La descomposición también afectó la economía delictiva. El narcotráfico dejó de ser el único motor financiero: hoy proliferan los negocios paralelos de armas, contrabando y fraudes digitales, que ofrecen ingresos rápidos a estructuras fragmentadas. Esta diversificación dificulta el trabajo de las autoridades y alimenta un ciclo de violencia que se expande desde los puertos hacia el interior del país.
A pesar de las críticas, el presidente Noboa defiende su estrategia como una acción necesaria para recuperar la soberanía del Estado. Pero analistas advierten que la militarización sin una reforma institucional profunda podría perpetuar la crisis. Las fuerzas armadas han ganado poder, pero el sistema judicial sigue desbordado y las cárceles continúan siendo focos de operación criminal. Sin un control civil efectivo, la represión corre el riesgo de convertirse en rutina.
La experiencia mexicana durante la “guerra contra el narco” sirve de espejo: el derrumbe de los grandes cárteles dio paso a una multiplicación de grupos más violentos y menos previsibles. En Ecuador, el patrón se repite con una probabilidad alta de consolidarse en los próximos años si no se aborda la desigualdad y el desempleo juvenil que alimentan el reclutamiento criminal.
Se resisten a que Ecuador avance y eligieron la violencia.
— Daniel Noboa Azin (@DanielNoboaOk) September 29, 2025
Ayer emboscaron en Otavalo otro convoy humanitario que yo mismo lideré junto a delegados de la ONU, la UE, el embajador de Italia y el nuncio apostólico. Nos respondieron con violencia.
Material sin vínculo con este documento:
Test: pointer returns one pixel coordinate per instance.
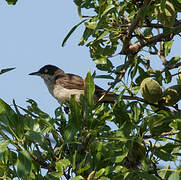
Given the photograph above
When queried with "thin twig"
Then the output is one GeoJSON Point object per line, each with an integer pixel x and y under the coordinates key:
{"type": "Point", "coordinates": [162, 135]}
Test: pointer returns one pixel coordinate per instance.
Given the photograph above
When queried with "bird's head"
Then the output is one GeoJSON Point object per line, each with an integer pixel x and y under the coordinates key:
{"type": "Point", "coordinates": [48, 72]}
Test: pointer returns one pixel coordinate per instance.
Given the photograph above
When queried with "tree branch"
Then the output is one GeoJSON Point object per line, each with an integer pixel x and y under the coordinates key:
{"type": "Point", "coordinates": [162, 135]}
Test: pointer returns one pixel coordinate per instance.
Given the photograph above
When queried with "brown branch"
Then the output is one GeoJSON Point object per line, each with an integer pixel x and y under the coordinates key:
{"type": "Point", "coordinates": [163, 134]}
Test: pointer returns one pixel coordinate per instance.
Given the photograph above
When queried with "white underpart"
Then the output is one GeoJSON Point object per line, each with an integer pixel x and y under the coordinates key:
{"type": "Point", "coordinates": [62, 94]}
{"type": "Point", "coordinates": [59, 92]}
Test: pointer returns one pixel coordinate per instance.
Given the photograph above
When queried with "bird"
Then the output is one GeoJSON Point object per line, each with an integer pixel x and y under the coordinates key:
{"type": "Point", "coordinates": [63, 85]}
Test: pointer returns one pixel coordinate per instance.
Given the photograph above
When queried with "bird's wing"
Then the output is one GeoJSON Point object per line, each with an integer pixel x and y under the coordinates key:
{"type": "Point", "coordinates": [70, 81]}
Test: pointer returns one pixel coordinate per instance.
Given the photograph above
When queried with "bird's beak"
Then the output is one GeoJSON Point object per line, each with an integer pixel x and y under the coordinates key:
{"type": "Point", "coordinates": [35, 73]}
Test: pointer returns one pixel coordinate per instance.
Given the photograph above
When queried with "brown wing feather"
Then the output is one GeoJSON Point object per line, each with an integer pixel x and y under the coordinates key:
{"type": "Point", "coordinates": [70, 81]}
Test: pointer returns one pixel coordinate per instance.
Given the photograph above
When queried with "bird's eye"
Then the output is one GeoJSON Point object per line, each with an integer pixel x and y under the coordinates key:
{"type": "Point", "coordinates": [46, 70]}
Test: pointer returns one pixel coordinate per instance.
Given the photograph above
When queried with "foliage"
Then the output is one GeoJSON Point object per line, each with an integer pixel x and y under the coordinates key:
{"type": "Point", "coordinates": [146, 140]}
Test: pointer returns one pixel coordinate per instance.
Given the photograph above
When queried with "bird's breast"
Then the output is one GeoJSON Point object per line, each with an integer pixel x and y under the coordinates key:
{"type": "Point", "coordinates": [63, 94]}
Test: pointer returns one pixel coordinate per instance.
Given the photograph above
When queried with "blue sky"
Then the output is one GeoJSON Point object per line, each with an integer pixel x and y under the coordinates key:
{"type": "Point", "coordinates": [31, 34]}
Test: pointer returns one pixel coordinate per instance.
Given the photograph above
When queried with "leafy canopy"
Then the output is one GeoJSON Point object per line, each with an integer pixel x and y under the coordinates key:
{"type": "Point", "coordinates": [81, 144]}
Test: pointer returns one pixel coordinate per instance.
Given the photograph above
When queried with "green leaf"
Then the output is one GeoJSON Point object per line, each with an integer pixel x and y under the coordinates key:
{"type": "Point", "coordinates": [33, 136]}
{"type": "Point", "coordinates": [91, 25]}
{"type": "Point", "coordinates": [147, 176]}
{"type": "Point", "coordinates": [104, 76]}
{"type": "Point", "coordinates": [61, 166]}
{"type": "Point", "coordinates": [168, 76]}
{"type": "Point", "coordinates": [166, 13]}
{"type": "Point", "coordinates": [101, 60]}
{"type": "Point", "coordinates": [86, 35]}
{"type": "Point", "coordinates": [11, 2]}
{"type": "Point", "coordinates": [175, 176]}
{"type": "Point", "coordinates": [108, 8]}
{"type": "Point", "coordinates": [69, 133]}
{"type": "Point", "coordinates": [3, 147]}
{"type": "Point", "coordinates": [99, 173]}
{"type": "Point", "coordinates": [71, 31]}
{"type": "Point", "coordinates": [24, 164]}
{"type": "Point", "coordinates": [77, 178]}
{"type": "Point", "coordinates": [167, 47]}
{"type": "Point", "coordinates": [90, 88]}
{"type": "Point", "coordinates": [6, 70]}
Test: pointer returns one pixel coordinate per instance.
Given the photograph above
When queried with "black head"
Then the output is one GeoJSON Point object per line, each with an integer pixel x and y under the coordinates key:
{"type": "Point", "coordinates": [47, 69]}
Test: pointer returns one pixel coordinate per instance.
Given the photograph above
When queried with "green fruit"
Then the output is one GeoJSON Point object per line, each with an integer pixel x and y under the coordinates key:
{"type": "Point", "coordinates": [151, 90]}
{"type": "Point", "coordinates": [172, 95]}
{"type": "Point", "coordinates": [179, 75]}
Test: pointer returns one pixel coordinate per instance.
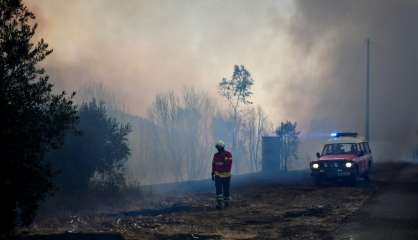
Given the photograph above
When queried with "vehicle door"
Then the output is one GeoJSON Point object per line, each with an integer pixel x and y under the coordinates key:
{"type": "Point", "coordinates": [362, 164]}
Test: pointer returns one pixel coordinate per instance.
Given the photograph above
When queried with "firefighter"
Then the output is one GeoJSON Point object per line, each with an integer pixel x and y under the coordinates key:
{"type": "Point", "coordinates": [221, 174]}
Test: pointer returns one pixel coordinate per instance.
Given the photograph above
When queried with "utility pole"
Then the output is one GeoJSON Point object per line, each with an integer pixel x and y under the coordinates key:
{"type": "Point", "coordinates": [367, 127]}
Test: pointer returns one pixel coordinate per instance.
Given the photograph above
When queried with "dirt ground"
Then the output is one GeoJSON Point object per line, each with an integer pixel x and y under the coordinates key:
{"type": "Point", "coordinates": [283, 207]}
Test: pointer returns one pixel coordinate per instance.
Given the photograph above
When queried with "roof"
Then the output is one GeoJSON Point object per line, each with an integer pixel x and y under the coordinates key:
{"type": "Point", "coordinates": [357, 139]}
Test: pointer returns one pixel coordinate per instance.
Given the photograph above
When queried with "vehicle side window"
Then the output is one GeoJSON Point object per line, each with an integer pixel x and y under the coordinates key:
{"type": "Point", "coordinates": [361, 147]}
{"type": "Point", "coordinates": [366, 145]}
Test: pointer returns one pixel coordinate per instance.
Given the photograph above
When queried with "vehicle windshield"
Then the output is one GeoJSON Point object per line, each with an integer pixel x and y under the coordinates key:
{"type": "Point", "coordinates": [339, 148]}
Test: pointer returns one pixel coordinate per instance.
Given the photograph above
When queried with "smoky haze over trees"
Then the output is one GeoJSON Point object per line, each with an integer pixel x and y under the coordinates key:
{"type": "Point", "coordinates": [176, 141]}
{"type": "Point", "coordinates": [98, 152]}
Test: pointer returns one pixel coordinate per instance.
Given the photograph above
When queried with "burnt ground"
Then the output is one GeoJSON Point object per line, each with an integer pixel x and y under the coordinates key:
{"type": "Point", "coordinates": [287, 206]}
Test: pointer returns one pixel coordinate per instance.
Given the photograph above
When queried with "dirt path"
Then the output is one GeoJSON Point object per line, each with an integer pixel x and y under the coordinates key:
{"type": "Point", "coordinates": [285, 207]}
{"type": "Point", "coordinates": [391, 214]}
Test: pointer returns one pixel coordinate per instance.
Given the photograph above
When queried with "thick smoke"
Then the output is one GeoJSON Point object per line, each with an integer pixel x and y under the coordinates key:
{"type": "Point", "coordinates": [343, 26]}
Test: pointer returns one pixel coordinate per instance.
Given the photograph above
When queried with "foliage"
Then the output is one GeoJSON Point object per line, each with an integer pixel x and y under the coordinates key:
{"type": "Point", "coordinates": [289, 138]}
{"type": "Point", "coordinates": [100, 150]}
{"type": "Point", "coordinates": [33, 118]}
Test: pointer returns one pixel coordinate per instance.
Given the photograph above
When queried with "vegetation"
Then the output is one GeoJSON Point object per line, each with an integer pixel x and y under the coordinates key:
{"type": "Point", "coordinates": [237, 92]}
{"type": "Point", "coordinates": [33, 118]}
{"type": "Point", "coordinates": [98, 152]}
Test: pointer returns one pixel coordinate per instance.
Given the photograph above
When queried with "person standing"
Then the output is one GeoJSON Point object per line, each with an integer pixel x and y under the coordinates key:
{"type": "Point", "coordinates": [221, 174]}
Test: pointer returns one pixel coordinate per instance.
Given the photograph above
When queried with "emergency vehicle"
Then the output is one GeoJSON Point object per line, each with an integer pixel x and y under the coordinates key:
{"type": "Point", "coordinates": [344, 156]}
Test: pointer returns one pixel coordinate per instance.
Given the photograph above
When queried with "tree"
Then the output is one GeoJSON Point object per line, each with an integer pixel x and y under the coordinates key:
{"type": "Point", "coordinates": [289, 138]}
{"type": "Point", "coordinates": [33, 119]}
{"type": "Point", "coordinates": [100, 149]}
{"type": "Point", "coordinates": [237, 92]}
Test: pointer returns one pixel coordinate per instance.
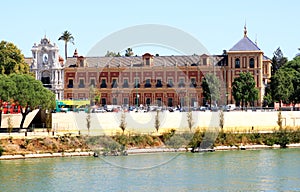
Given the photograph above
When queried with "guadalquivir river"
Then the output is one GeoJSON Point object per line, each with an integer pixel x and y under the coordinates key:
{"type": "Point", "coordinates": [255, 170]}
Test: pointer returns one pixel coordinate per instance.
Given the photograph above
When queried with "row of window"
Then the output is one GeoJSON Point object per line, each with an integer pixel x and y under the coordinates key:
{"type": "Point", "coordinates": [125, 84]}
{"type": "Point", "coordinates": [148, 102]}
{"type": "Point", "coordinates": [238, 63]}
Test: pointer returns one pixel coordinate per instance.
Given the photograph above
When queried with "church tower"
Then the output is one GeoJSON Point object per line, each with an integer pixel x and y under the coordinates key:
{"type": "Point", "coordinates": [48, 67]}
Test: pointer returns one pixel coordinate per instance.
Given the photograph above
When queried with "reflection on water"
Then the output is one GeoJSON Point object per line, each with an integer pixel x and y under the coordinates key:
{"type": "Point", "coordinates": [270, 170]}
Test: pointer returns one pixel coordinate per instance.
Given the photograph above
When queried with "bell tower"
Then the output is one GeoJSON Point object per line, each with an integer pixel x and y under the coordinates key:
{"type": "Point", "coordinates": [48, 66]}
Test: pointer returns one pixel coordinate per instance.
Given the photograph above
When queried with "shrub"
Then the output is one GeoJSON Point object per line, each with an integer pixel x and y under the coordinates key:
{"type": "Point", "coordinates": [1, 151]}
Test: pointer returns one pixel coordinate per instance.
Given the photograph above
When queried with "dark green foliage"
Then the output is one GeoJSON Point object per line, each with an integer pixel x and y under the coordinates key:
{"type": "Point", "coordinates": [176, 142]}
{"type": "Point", "coordinates": [11, 59]}
{"type": "Point", "coordinates": [278, 60]}
{"type": "Point", "coordinates": [67, 38]}
{"type": "Point", "coordinates": [244, 89]}
{"type": "Point", "coordinates": [167, 135]}
{"type": "Point", "coordinates": [211, 88]}
{"type": "Point", "coordinates": [1, 150]}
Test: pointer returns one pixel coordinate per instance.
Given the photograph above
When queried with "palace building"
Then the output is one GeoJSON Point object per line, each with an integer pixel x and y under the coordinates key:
{"type": "Point", "coordinates": [154, 80]}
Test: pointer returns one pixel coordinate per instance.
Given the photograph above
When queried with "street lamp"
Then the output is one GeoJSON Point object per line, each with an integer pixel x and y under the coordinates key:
{"type": "Point", "coordinates": [137, 100]}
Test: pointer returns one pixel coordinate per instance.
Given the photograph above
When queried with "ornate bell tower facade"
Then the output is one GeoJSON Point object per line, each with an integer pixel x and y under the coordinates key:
{"type": "Point", "coordinates": [48, 67]}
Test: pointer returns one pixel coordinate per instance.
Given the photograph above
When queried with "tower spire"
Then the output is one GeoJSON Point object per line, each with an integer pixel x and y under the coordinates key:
{"type": "Point", "coordinates": [245, 30]}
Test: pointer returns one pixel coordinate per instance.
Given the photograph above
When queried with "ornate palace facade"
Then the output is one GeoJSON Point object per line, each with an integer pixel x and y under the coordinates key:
{"type": "Point", "coordinates": [162, 80]}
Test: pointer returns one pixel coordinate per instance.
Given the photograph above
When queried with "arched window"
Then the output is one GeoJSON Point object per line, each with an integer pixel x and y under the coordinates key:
{"type": "Point", "coordinates": [237, 63]}
{"type": "Point", "coordinates": [251, 63]}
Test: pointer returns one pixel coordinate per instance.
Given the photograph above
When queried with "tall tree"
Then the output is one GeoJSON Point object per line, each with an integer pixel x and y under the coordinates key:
{"type": "Point", "coordinates": [7, 90]}
{"type": "Point", "coordinates": [112, 54]}
{"type": "Point", "coordinates": [128, 52]}
{"type": "Point", "coordinates": [11, 59]}
{"type": "Point", "coordinates": [293, 68]}
{"type": "Point", "coordinates": [243, 89]}
{"type": "Point", "coordinates": [30, 94]}
{"type": "Point", "coordinates": [67, 38]}
{"type": "Point", "coordinates": [211, 88]}
{"type": "Point", "coordinates": [278, 60]}
{"type": "Point", "coordinates": [282, 86]}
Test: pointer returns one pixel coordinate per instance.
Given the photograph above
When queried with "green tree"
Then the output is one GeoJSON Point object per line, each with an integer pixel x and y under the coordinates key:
{"type": "Point", "coordinates": [278, 60]}
{"type": "Point", "coordinates": [30, 94]}
{"type": "Point", "coordinates": [112, 54]}
{"type": "Point", "coordinates": [11, 59]}
{"type": "Point", "coordinates": [293, 68]}
{"type": "Point", "coordinates": [7, 90]}
{"type": "Point", "coordinates": [211, 88]}
{"type": "Point", "coordinates": [190, 120]}
{"type": "Point", "coordinates": [67, 38]}
{"type": "Point", "coordinates": [123, 121]}
{"type": "Point", "coordinates": [128, 52]}
{"type": "Point", "coordinates": [157, 121]}
{"type": "Point", "coordinates": [282, 85]}
{"type": "Point", "coordinates": [243, 89]}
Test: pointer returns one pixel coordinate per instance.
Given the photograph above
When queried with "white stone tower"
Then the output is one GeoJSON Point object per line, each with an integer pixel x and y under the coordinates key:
{"type": "Point", "coordinates": [48, 67]}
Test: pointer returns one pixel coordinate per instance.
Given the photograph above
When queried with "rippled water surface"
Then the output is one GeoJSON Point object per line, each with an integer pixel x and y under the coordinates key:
{"type": "Point", "coordinates": [257, 170]}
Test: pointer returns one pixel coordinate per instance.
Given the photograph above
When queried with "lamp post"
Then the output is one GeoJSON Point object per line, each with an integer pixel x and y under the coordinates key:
{"type": "Point", "coordinates": [137, 100]}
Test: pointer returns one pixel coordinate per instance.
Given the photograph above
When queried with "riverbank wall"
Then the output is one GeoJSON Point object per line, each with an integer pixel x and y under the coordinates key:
{"type": "Point", "coordinates": [144, 123]}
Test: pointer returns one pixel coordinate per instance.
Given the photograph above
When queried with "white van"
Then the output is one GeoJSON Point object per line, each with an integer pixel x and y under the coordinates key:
{"type": "Point", "coordinates": [230, 107]}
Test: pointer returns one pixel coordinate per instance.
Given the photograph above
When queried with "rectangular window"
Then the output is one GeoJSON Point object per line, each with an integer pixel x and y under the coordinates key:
{"type": "Point", "coordinates": [136, 83]}
{"type": "Point", "coordinates": [115, 101]}
{"type": "Point", "coordinates": [81, 63]}
{"type": "Point", "coordinates": [148, 83]}
{"type": "Point", "coordinates": [204, 60]}
{"type": "Point", "coordinates": [158, 83]}
{"type": "Point", "coordinates": [193, 82]}
{"type": "Point", "coordinates": [181, 83]}
{"type": "Point", "coordinates": [81, 83]}
{"type": "Point", "coordinates": [125, 84]}
{"type": "Point", "coordinates": [70, 83]}
{"type": "Point", "coordinates": [103, 83]}
{"type": "Point", "coordinates": [147, 62]}
{"type": "Point", "coordinates": [126, 101]}
{"type": "Point", "coordinates": [92, 83]}
{"type": "Point", "coordinates": [114, 83]}
{"type": "Point", "coordinates": [170, 83]}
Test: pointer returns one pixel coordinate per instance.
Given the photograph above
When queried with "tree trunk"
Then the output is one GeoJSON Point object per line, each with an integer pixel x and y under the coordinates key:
{"type": "Point", "coordinates": [24, 114]}
{"type": "Point", "coordinates": [0, 117]}
{"type": "Point", "coordinates": [66, 47]}
{"type": "Point", "coordinates": [280, 104]}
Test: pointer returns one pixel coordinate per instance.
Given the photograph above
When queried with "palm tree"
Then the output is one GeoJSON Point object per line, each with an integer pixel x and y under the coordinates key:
{"type": "Point", "coordinates": [67, 38]}
{"type": "Point", "coordinates": [128, 52]}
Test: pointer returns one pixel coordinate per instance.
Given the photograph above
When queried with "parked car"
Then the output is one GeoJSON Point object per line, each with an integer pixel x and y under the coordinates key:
{"type": "Point", "coordinates": [100, 110]}
{"type": "Point", "coordinates": [202, 108]}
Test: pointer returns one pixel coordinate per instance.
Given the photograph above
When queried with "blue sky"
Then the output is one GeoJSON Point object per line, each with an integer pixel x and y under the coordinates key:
{"type": "Point", "coordinates": [218, 25]}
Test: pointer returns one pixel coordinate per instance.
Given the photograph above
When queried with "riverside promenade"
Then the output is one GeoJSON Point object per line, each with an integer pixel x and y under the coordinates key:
{"type": "Point", "coordinates": [143, 123]}
{"type": "Point", "coordinates": [138, 122]}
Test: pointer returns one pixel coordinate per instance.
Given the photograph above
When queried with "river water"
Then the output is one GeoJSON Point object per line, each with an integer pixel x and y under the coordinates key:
{"type": "Point", "coordinates": [250, 170]}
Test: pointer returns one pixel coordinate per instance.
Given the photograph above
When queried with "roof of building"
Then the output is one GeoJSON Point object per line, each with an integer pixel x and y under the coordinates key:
{"type": "Point", "coordinates": [182, 60]}
{"type": "Point", "coordinates": [245, 44]}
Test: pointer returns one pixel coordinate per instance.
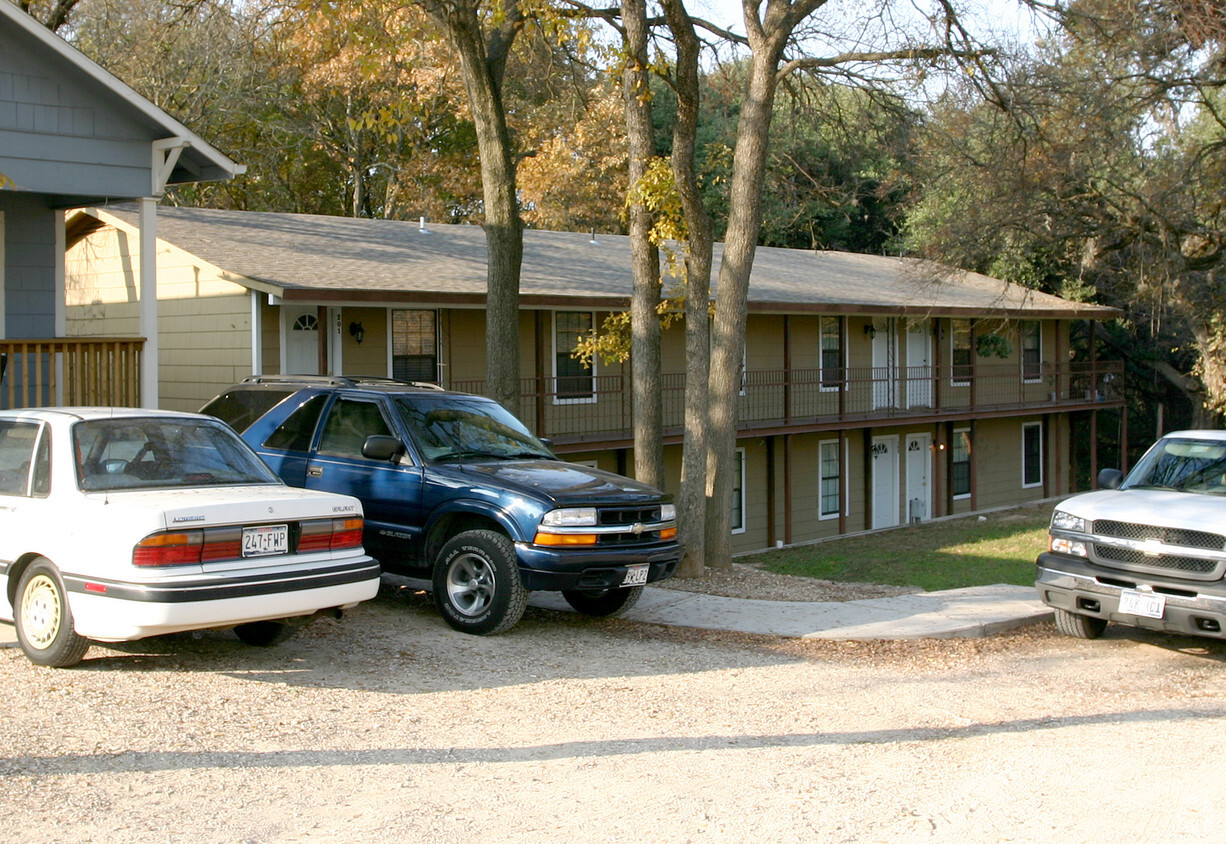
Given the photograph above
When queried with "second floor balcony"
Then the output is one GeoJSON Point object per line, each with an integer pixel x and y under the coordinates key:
{"type": "Point", "coordinates": [600, 410]}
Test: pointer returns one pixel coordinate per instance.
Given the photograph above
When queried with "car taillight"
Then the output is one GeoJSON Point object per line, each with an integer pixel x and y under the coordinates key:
{"type": "Point", "coordinates": [330, 535]}
{"type": "Point", "coordinates": [175, 548]}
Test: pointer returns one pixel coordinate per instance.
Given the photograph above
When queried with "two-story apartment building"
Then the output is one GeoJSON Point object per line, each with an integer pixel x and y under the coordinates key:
{"type": "Point", "coordinates": [875, 390]}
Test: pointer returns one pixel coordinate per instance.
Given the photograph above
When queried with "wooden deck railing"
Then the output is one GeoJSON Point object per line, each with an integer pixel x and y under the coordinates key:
{"type": "Point", "coordinates": [68, 372]}
{"type": "Point", "coordinates": [600, 409]}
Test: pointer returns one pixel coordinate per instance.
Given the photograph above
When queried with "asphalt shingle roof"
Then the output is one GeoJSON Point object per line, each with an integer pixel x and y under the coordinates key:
{"type": "Point", "coordinates": [342, 258]}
Nosotros seguimos: Ecuador no… pic.twitter.com/Bgi6D9kjFz
Ecuador enfrenta un dilema crucial: mantener la estrategia de fuerza o transitar hacia una política de seguridad integral. Las probabilidades de estabilizar el país mediante la sola represión son bajas, en torno al 40%. En cambio, una combinación de control territorial, justicia eficiente y programas sociales podría reducir la violencia en el mediano plazo con una probabilidad del 70%. Lo cierto es que la ofensiva de Noboa ha cambiado el mapa criminal, pero también ha dejado un país en vilo, entre la esperanza y el miedo.